Мы остались стоять возле маленькой клетки с ее омерзительным содержимым. Все были слишком потрясены, чтобы разговаривать. Клоридия не могла отвести взгляда от зловещего сосуда с отрезанным срамным местом; казалось, она задумалась. К нашему всеобщему удивлению, она внезапно коснулась клетки, нашла дверцу и открыла ее.

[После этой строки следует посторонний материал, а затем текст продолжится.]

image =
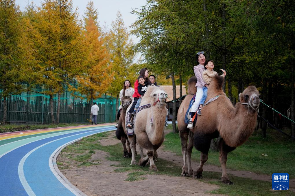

Затем подняла сосуд и принялась ощупывать его дно, словно для того, чтобы кончики пальцев подсказали ей то, что скрывала от глаз темнота.
Венгр вернулся почти сразу, лицо его было смертельно бледно, взгляд безумен.
– Нам нужно немедленно уходить отсюда, всем, – приглушенным голосом произнес он.
– Что случилось, Коломан? – поинтересовался я.
– Драгомир не был… Мы-то думали, что он… с ним не было никого, никого, никого… – сказал он, а по лицу его уже бежали первые слезы.
Объяснение продолжалось несколько мгновений.
Клоридия очистила голову аббата Мелани, насколько это было возможно, теперь он стоял, опираясь на трость и ее руку, над трупом. Я мрачно рассматривал старого кастрата. Ничто не могло отвлечь меня от мысли, что он знает больше, чем хочет показать.